Historical population
| Census | Pop. | Note | %± |
| 1900 | 1,942 |  | — |
| 1910 | 2,327 |  | 19.8% |
| 1920 | 3,147 |  | 35.2% |
| 1930 | 3,316 |  | 5.4% |
| 1940 | 2,950 |  | −11.0% |
| 1950 | 2,966 |  | 0.5% |
| 1960 | 3,174 |  | 7.0% |
| 1970 | 0 |  | −100.0% |
| 1980 | 2,884 |  | — |
| 1990 | 7,377 |  | 155.8% |
| 2000 | 7,699 |  | 4.4% |
| 2010 | 6,981 |  | −9.3% |
U.S. Decennial Census 1899 (shown as 1900) 1910-1930 1930-1950 1980-2000 2010

==Sectors==
Barrios (which are, in contemporary times, roughly comparable to minor civil divisions) in turn are further subdivided into smaller local populated place areas/units called sectores (sectors in English).

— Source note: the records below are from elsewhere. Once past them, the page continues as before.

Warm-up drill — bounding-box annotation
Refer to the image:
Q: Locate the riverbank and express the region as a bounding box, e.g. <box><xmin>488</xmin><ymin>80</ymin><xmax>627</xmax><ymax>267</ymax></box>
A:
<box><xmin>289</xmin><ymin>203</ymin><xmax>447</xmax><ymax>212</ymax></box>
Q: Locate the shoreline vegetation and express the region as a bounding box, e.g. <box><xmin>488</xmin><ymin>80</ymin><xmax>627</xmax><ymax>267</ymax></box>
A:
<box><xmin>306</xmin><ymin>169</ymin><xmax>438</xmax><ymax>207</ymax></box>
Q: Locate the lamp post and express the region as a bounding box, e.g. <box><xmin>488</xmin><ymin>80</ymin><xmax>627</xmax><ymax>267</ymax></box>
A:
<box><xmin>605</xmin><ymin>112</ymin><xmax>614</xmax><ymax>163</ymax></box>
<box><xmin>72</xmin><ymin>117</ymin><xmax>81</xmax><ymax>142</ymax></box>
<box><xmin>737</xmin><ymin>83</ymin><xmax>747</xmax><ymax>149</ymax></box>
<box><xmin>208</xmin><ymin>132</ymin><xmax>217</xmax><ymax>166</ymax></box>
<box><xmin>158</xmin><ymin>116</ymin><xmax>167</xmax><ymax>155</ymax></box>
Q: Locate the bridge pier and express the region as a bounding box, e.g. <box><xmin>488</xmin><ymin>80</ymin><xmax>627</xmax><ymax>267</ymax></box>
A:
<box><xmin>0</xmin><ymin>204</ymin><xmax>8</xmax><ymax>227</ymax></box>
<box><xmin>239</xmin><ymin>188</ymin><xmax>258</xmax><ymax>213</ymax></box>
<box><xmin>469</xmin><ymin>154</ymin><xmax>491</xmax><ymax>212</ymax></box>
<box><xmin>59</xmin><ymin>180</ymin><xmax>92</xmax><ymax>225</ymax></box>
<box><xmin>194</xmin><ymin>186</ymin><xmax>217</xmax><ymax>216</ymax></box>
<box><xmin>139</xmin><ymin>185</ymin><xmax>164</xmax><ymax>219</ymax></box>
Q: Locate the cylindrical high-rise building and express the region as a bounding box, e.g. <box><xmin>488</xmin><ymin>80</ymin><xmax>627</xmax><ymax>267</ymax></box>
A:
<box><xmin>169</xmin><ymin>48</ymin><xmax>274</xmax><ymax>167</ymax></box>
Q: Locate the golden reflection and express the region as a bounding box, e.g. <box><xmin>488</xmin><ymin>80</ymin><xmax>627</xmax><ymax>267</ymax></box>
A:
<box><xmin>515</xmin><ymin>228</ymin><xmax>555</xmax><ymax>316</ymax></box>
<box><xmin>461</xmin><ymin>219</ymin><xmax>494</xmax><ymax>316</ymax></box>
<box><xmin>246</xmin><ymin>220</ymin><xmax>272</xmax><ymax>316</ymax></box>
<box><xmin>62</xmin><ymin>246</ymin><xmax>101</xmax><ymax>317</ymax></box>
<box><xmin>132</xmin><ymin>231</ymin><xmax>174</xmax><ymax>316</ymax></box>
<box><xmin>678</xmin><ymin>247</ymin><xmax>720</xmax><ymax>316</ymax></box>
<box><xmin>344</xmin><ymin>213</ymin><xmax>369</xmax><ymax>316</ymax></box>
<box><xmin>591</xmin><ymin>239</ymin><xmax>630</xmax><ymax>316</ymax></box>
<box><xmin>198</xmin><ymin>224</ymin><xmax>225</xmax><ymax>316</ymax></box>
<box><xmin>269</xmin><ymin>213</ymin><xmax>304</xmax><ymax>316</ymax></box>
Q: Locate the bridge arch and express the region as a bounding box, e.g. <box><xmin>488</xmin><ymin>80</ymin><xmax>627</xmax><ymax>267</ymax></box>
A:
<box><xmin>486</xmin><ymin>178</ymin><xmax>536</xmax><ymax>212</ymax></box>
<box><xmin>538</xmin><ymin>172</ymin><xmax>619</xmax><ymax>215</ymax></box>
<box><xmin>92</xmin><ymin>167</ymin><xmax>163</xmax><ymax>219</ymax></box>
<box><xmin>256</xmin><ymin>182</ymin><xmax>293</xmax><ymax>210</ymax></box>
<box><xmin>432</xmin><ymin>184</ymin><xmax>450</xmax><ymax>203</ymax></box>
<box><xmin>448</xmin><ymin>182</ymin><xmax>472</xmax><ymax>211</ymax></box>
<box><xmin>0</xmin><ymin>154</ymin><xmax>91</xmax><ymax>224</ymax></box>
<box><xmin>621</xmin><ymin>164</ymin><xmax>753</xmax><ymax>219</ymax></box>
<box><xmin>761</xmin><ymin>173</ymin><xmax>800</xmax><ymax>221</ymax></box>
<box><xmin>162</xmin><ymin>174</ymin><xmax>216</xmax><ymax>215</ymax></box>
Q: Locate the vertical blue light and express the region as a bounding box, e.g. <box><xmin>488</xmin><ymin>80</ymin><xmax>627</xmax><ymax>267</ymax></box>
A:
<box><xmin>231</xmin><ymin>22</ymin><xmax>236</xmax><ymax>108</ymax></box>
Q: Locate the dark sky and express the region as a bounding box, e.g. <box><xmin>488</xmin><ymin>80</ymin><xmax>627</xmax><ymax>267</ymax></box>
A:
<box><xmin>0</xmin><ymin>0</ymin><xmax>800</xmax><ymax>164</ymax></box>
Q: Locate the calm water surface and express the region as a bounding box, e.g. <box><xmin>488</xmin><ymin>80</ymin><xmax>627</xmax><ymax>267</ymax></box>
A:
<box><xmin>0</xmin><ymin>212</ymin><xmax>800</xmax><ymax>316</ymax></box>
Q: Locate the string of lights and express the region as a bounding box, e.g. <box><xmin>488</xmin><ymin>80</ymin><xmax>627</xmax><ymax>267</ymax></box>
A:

The types of sectores may vary, from normally sector to urbanización to reparto to barriada to residencial, among others.

The following sectors are in Canóvanas barrio:

Apartamentos River Oak Villas,
Camino Los Peñas,
Égida Emannuel de Marrero Inc.,
Extensión Villas de Loíza,
Sector Palmarejo,
Urbanización Country View,
Urbanización Loíza Estates, and Urbanización Villas de Loíza.